Allo stesso modo abbiamo sperato che lo tsunami di sanzioni rovesciato sulla Russia (5,532 in totale, 2.778 inflitte nelle prime due settimane della guerra) e la contestazione dei cittadini russi facesse cambiare idea al Cremlino. Ma i giorni passano e nulla succede.
Hanno preso coscienza, ieri, anche il presidente francese Macron e il cancelliere tedesco Scholtz. Hanno parlato di nuovo con Putin e l’hanno scoperto intransigente, per nulla intimorito o incline a moderare le proprie decisioni. Salta fuori, da quei colloqui, che ucraini e russi si parlano anche oltre gli incontri delle delegazioni o dei ministri, ma è chiaro che non è tempo di trattative, questo, lo scontro è andato troppo avanti perché qualcuno voglia o possa cedere adesso.

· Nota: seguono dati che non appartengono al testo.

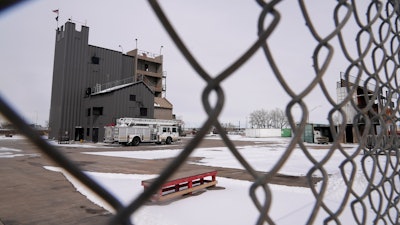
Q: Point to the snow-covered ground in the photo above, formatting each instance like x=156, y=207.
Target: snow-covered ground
x=232, y=204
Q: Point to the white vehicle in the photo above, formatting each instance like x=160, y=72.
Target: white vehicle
x=133, y=131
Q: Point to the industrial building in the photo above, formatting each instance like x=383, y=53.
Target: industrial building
x=93, y=86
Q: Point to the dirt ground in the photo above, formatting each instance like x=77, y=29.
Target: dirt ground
x=31, y=194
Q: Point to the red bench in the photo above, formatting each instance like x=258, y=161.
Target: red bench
x=183, y=183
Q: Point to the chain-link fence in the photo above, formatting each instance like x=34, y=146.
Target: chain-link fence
x=366, y=112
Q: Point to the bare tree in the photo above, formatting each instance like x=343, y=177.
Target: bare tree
x=258, y=119
x=268, y=119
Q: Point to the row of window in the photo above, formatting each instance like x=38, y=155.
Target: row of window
x=98, y=111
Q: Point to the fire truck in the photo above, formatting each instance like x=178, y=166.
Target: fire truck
x=133, y=131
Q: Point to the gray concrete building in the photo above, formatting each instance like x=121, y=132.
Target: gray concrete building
x=93, y=86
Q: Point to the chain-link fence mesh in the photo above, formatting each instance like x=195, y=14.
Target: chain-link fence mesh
x=366, y=111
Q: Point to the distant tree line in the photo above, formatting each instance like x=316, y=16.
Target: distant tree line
x=262, y=118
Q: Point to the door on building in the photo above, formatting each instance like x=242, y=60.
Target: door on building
x=95, y=135
x=79, y=131
x=349, y=134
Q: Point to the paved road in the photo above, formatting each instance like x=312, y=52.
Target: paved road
x=31, y=194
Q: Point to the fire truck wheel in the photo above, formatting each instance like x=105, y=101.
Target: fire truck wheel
x=168, y=141
x=135, y=141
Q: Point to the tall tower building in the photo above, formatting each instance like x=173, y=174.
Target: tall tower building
x=94, y=86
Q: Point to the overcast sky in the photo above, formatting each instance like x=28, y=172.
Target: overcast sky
x=216, y=32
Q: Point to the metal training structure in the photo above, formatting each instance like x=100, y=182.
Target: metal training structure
x=377, y=62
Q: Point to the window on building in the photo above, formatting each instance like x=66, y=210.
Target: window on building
x=143, y=111
x=97, y=111
x=95, y=60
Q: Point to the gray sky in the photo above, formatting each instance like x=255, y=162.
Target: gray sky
x=216, y=32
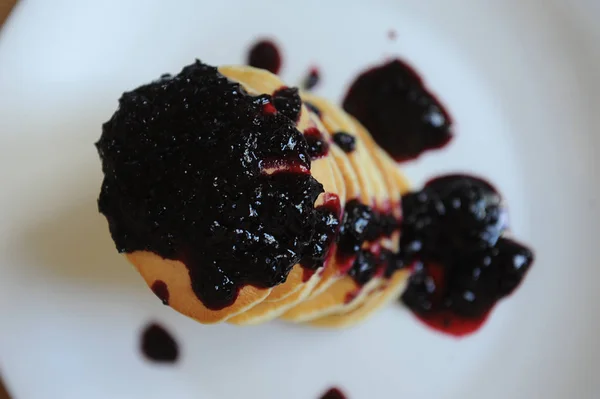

Zelensky insiste sull’ipotesi di incontrare Putin, ma è un incontro che non otterrà mai. Lo Zar considera il presidente ucraino un burattino dell’Occidente, complice o succube di una lobby ucraina filonazista, o almeno lo ha dipinto così quando ha voluto darsi una qualche scusa per scatenare la guerra, non si abbasserà mai a trattare con lui.
Zelensky, al di là della retorica, non è stato mai così solo. L’Europa punisce la Russia, manda armi all’Ucraina e accoglie i suoi profughi (ormai più di 2 milioni e mezzo), pur nell’evidente difficoltà che i sindaci di alcune grandi città polacche già stanno denunciando. Ma sul campo di battaglia servirebbe ben altro, servirebbe un alleato, cosa che nessuno vuole essere. Non c’è spazio nemmeno per certi gesti simbolici: è stato proprio Macron, il leader più attivo nel cercare una composizione diplomatica, a stroncare le già flebili speranze dell’Ucraina di essere accolta nell’Unione europea.
Il presidente ucraino, che ha rifiutato un comodo rifugio all’estero per restare tra i coraggiosi che si apprestano a difendere Kiev, per la prima volta ha parlato dei caduti del suo esercito. Sarebbero 1.300, e la sensazione è che si tratti di un bilancio edulcorato per ovvie ragioni. Molto più numerosi i civili uccisi negli scontri, una realtà di tutte le guerre contemporanee che in Ucraina si farà ancora più atroce man mano che nuove città diventeranno un bersaglio. I russi bombardano sempre più a Ovest e battono a tappeto gli aeroporti per conservare il controllo dei cieli. Incombe su tutto e su tutti il sospetto che le forze armate del Cremlino non abbiano ancora impiegato tutti i loro strumenti di morte. Il che rafforza la convinzione di cui dicevamo prima, ovvero che nessuna rapida avanzata fosse in programma, che si tratti davvero di un tentativo di occupazione e che l’obiettivo finale sia la conquista e l’appropriazione della parte più ricca e produttiva dell’Ucraina.
Mentre la tragedia degli ucraini si compie, si percepisce un senso generale di attesa. Sprofonderà, la Russia, sotto il peso del suo isolamento politico, economico e culturale? E quando? E quali saranno le conseguenze per il resto del mondo, che ora calcola quanto potrà costare lo sforzo per contrastare i piani di Putin? Non è nobile, al confronto della gente che muore, ma è inevitabile. Soprattutto in un’Europa che, a differenza degli Usa, è direttamente coinvolta proprio mentre cominciava a tirare un sospiro di sollievo rispetto alla pandemia del Covid e a organizzare la sospirata rinascita economica. E che fine farà la transizione ecologica con le grandi reti di fornitura e distribuzione dell’energia scosse dal conflitto diretto tra Russia e Ucraina e da quello indiretto tra Russia e resto del mondo? Viviamo tutti alla giornata, e sono giornate tremende.